Friday, February 27, 2009

Glue

As part of my Lenten commitment I am reading a Psalm each day and then journaling about what that changes about who I am in Christ. Today I read Psalm 3 and meditated on verse 5: "I lie down and sleep; I wake again, for the Lord sustains me." While many of my days feel the same, I enjoy waking up each morning to encounter the little things that make each day different. Like grapes, or lunch with a friend, or solitary shopping trips at Northgate, or clean laundry. I started thinking about what would happen if I stopped enjoying the idea of waking up. What if I ever woke up and the day seemed to be a burden rather than a promise of something great? Would I wake up again knowing that the Lord sustains me?

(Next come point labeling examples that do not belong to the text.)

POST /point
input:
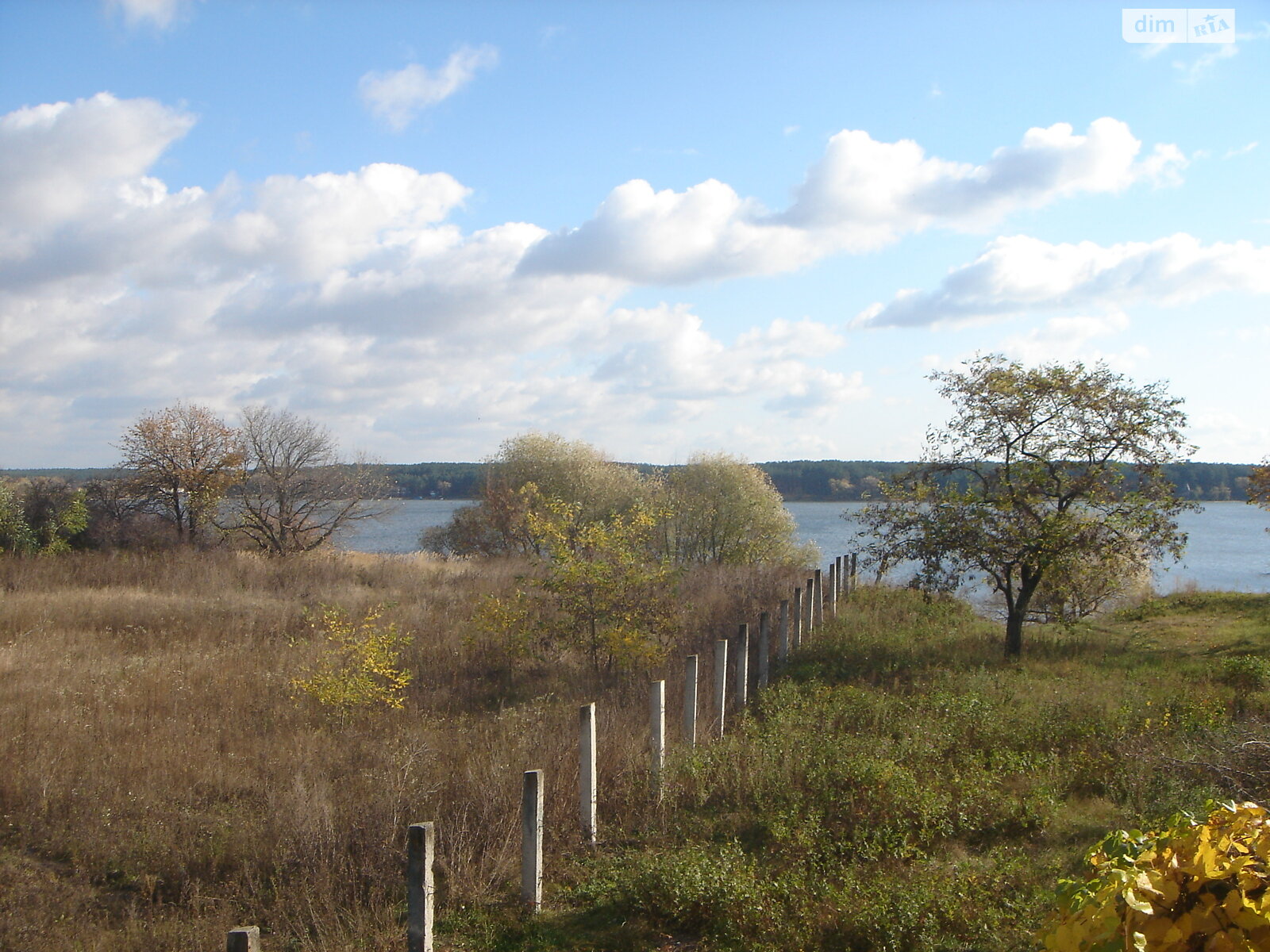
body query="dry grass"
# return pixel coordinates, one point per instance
(162, 785)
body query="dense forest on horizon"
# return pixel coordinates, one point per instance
(797, 480)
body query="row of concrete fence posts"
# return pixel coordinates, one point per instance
(587, 797)
(721, 683)
(765, 647)
(783, 639)
(657, 731)
(690, 700)
(419, 886)
(531, 841)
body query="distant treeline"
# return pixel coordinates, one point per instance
(810, 480)
(798, 482)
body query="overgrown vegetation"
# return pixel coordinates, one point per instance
(901, 787)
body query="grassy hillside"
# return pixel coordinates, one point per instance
(901, 787)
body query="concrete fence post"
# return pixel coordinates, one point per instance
(798, 619)
(721, 682)
(657, 734)
(421, 848)
(690, 700)
(531, 841)
(587, 793)
(765, 647)
(783, 639)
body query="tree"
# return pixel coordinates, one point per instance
(1259, 486)
(572, 471)
(182, 460)
(1029, 480)
(295, 493)
(722, 509)
(600, 590)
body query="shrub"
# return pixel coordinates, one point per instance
(1191, 886)
(360, 666)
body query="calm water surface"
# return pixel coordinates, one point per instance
(1229, 550)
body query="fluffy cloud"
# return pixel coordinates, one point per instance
(860, 196)
(158, 13)
(397, 97)
(349, 296)
(1019, 274)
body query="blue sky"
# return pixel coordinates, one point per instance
(660, 228)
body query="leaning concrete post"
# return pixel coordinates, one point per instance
(798, 617)
(421, 847)
(690, 700)
(657, 734)
(531, 841)
(587, 772)
(783, 640)
(721, 682)
(765, 647)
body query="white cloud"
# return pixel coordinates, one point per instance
(397, 97)
(860, 196)
(158, 13)
(1020, 274)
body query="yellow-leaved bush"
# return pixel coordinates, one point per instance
(1193, 886)
(361, 666)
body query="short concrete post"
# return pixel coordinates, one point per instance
(657, 734)
(798, 617)
(531, 841)
(783, 640)
(765, 647)
(721, 682)
(587, 795)
(690, 700)
(421, 850)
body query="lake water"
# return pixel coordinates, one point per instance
(1229, 549)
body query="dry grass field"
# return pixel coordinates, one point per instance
(163, 784)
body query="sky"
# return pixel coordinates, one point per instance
(664, 228)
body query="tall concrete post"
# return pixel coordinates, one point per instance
(587, 793)
(657, 734)
(765, 647)
(798, 617)
(690, 700)
(783, 639)
(721, 683)
(421, 850)
(531, 841)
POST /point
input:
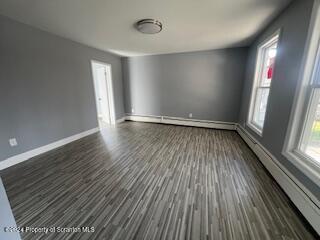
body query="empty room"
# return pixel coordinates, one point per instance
(142, 120)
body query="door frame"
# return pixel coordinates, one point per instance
(109, 84)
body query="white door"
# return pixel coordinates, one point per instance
(103, 103)
(102, 79)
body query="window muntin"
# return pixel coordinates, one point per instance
(264, 74)
(309, 143)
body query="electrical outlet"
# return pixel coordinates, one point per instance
(13, 142)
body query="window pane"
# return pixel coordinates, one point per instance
(260, 106)
(268, 65)
(311, 137)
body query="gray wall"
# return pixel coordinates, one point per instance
(207, 84)
(294, 23)
(46, 90)
(6, 216)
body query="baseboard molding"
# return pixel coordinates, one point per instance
(304, 200)
(183, 121)
(34, 152)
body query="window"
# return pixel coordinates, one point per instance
(263, 77)
(302, 144)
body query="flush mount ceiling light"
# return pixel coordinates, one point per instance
(149, 26)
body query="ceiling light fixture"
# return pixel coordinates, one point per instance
(149, 26)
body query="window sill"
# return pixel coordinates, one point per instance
(255, 129)
(304, 164)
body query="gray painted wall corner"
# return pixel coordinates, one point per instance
(294, 24)
(47, 91)
(207, 84)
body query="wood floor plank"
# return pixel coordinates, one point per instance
(152, 181)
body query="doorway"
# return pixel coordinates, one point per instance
(102, 79)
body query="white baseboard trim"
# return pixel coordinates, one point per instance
(120, 120)
(34, 152)
(182, 121)
(304, 200)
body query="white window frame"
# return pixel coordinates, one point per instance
(275, 37)
(302, 100)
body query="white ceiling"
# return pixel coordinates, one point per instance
(188, 25)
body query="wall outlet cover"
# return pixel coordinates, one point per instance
(13, 142)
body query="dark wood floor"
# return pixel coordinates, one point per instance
(152, 181)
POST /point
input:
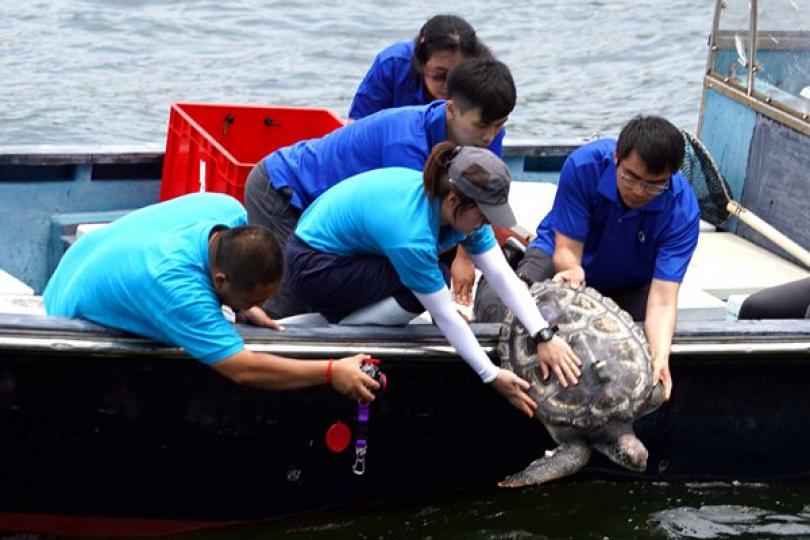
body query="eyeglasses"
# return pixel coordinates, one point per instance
(652, 187)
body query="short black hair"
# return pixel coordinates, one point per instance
(483, 83)
(446, 33)
(658, 143)
(250, 256)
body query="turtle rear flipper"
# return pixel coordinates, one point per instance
(564, 460)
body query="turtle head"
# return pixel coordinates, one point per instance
(631, 453)
(625, 449)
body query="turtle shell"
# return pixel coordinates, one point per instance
(616, 361)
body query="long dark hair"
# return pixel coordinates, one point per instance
(436, 179)
(445, 33)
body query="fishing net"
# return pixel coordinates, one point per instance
(706, 180)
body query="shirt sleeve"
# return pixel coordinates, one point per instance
(376, 91)
(570, 214)
(679, 242)
(481, 240)
(496, 146)
(458, 333)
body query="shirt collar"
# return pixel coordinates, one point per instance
(436, 122)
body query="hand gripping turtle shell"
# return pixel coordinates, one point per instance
(615, 387)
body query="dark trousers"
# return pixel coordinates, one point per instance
(335, 286)
(271, 208)
(788, 301)
(538, 266)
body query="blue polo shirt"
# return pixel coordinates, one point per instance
(400, 137)
(622, 247)
(148, 273)
(390, 82)
(386, 212)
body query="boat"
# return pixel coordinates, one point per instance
(103, 427)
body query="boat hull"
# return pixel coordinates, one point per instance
(98, 423)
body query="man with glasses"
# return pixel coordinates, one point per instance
(625, 222)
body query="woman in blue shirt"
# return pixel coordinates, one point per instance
(367, 252)
(415, 72)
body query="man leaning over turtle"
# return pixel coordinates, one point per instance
(625, 221)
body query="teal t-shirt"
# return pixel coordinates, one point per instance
(386, 212)
(148, 273)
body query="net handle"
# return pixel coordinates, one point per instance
(769, 232)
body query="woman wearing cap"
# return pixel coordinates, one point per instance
(367, 252)
(415, 72)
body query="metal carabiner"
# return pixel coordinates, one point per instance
(359, 467)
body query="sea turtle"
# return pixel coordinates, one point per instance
(615, 387)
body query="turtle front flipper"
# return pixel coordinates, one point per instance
(566, 459)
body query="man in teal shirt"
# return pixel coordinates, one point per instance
(164, 271)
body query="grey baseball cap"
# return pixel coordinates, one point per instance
(484, 177)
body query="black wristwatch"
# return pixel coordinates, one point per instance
(544, 335)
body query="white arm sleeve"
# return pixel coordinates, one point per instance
(458, 332)
(511, 290)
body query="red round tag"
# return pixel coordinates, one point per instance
(338, 437)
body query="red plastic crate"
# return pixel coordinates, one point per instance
(213, 147)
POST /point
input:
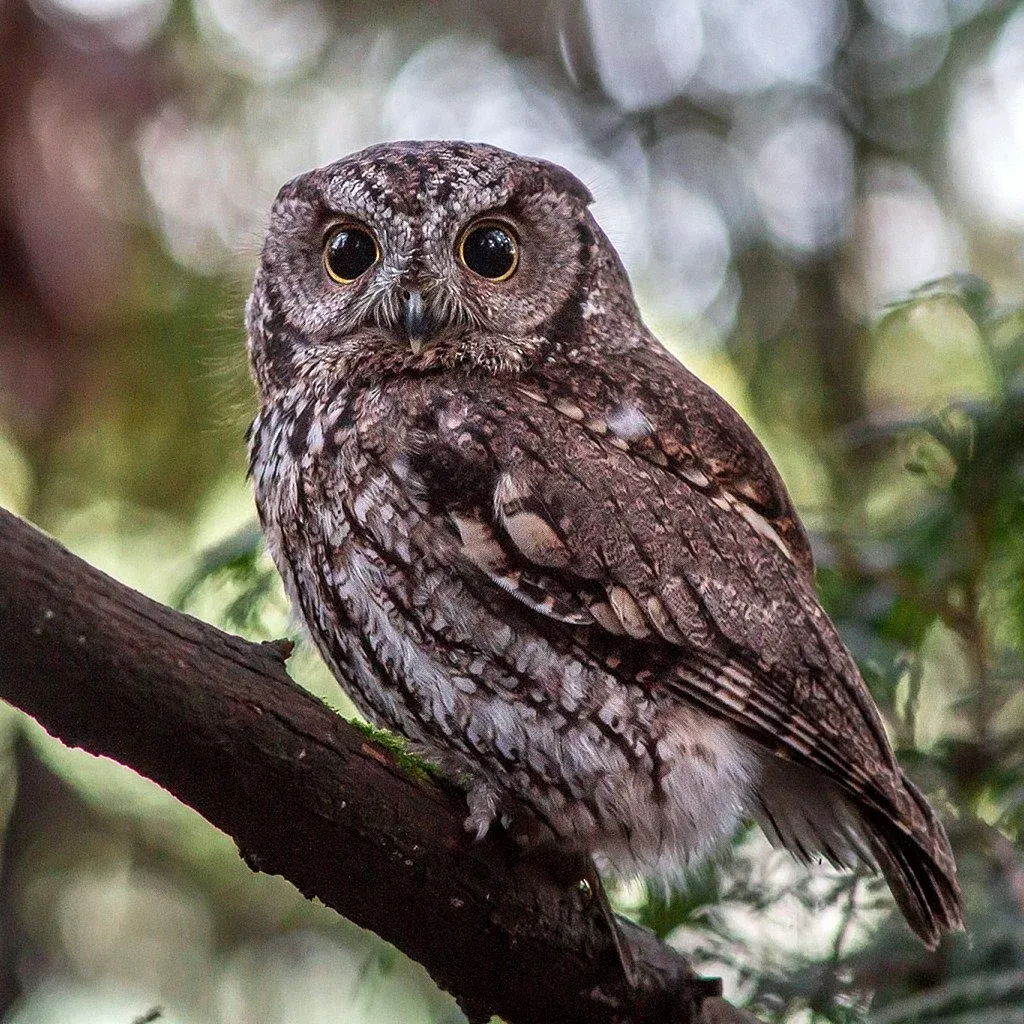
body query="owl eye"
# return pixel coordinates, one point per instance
(489, 250)
(349, 252)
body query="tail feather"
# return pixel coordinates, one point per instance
(918, 863)
(811, 815)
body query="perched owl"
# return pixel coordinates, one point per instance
(525, 537)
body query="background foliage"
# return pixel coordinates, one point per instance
(781, 177)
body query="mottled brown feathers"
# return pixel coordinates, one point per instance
(542, 549)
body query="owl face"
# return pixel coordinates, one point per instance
(415, 253)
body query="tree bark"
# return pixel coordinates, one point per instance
(215, 720)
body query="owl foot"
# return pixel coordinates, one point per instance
(590, 881)
(482, 803)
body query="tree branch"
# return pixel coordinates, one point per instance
(215, 720)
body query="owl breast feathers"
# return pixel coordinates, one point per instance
(525, 537)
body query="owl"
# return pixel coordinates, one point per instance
(525, 537)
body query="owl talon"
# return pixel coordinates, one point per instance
(482, 810)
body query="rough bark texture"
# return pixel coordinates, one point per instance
(216, 721)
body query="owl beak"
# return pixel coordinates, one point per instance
(416, 316)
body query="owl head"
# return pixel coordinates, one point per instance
(409, 256)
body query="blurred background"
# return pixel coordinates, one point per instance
(821, 206)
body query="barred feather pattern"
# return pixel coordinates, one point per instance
(544, 551)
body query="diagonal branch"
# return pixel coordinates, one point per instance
(216, 721)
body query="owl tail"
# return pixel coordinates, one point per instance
(916, 861)
(813, 816)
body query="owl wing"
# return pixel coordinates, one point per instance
(699, 583)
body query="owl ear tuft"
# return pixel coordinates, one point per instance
(559, 179)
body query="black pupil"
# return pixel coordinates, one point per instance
(350, 252)
(488, 251)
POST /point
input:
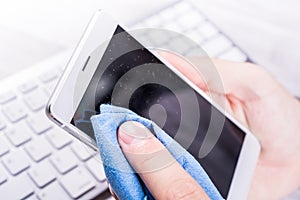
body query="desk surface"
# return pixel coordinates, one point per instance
(268, 31)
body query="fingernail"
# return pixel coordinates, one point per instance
(133, 132)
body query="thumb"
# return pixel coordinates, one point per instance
(163, 176)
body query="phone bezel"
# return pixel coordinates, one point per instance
(61, 109)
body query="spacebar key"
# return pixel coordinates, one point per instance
(17, 188)
(77, 182)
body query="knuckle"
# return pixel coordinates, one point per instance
(183, 189)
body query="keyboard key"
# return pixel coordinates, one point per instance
(32, 197)
(95, 166)
(182, 7)
(39, 122)
(3, 146)
(195, 36)
(216, 45)
(18, 134)
(36, 100)
(234, 54)
(77, 182)
(7, 96)
(48, 76)
(16, 162)
(49, 87)
(207, 30)
(2, 123)
(190, 20)
(38, 149)
(42, 174)
(64, 160)
(53, 191)
(58, 137)
(18, 188)
(14, 111)
(82, 151)
(179, 45)
(28, 86)
(3, 176)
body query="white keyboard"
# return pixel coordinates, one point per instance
(40, 160)
(184, 18)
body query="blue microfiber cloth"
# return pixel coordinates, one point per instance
(121, 176)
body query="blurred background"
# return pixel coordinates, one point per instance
(32, 31)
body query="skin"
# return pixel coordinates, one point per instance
(256, 100)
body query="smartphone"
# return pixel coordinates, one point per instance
(97, 73)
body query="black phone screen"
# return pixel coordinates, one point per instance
(139, 81)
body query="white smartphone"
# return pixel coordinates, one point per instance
(97, 73)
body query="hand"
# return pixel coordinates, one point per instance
(269, 111)
(142, 149)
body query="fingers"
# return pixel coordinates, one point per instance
(163, 176)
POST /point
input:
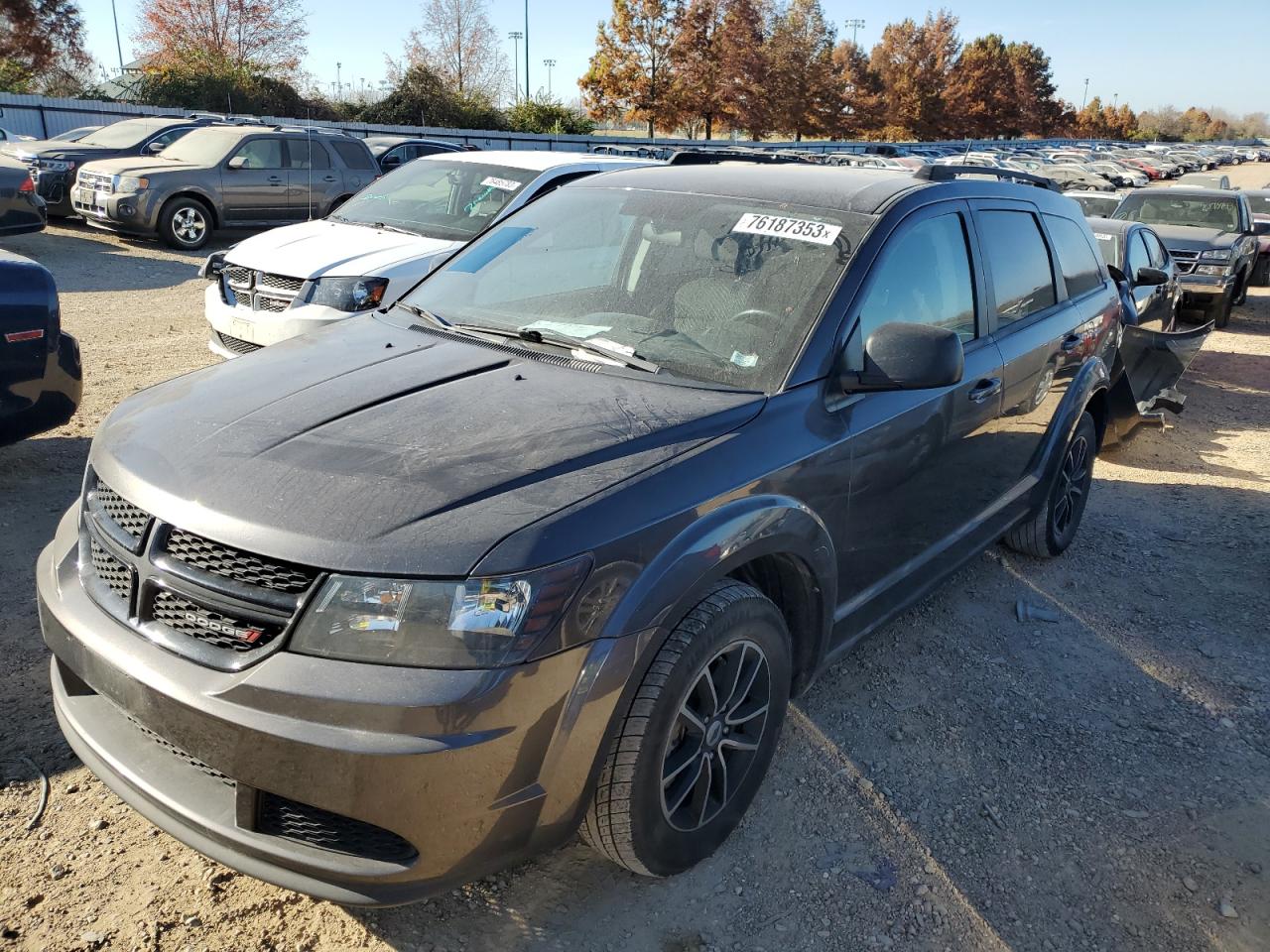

This also made me think of the movie "In Her Shoes" when Simon asks Rose, "What holds you together?" Essentially asking, what sustains you? What is your glue? And I started thinking about that for myself. This is what I know so far:

Deep laughter: the kind of laughter that moves your heart it feels so sacred
Intimate worship: intimate meaning you can tell the leader has had an intimate encounter with God and now they are leading you with the hopes that you will as well
Quiet: Those few moments in a day where your sould breathes and you feel at peace

And to the few people that I know have read this in the past, what holds you together? What is your glue? I'd love to hear your thoughts on the subject!

1 comment:

elizdong said...

journaling: it's where i feel whole when my life is going crazy
family: in a more broad sense. more like, people who know me so well that i don't have to explain myself to them. like you :)

i like this. i'm reading "the imitation of christ" for lent and journal praying. keep posting- i miss hearing things like this from you!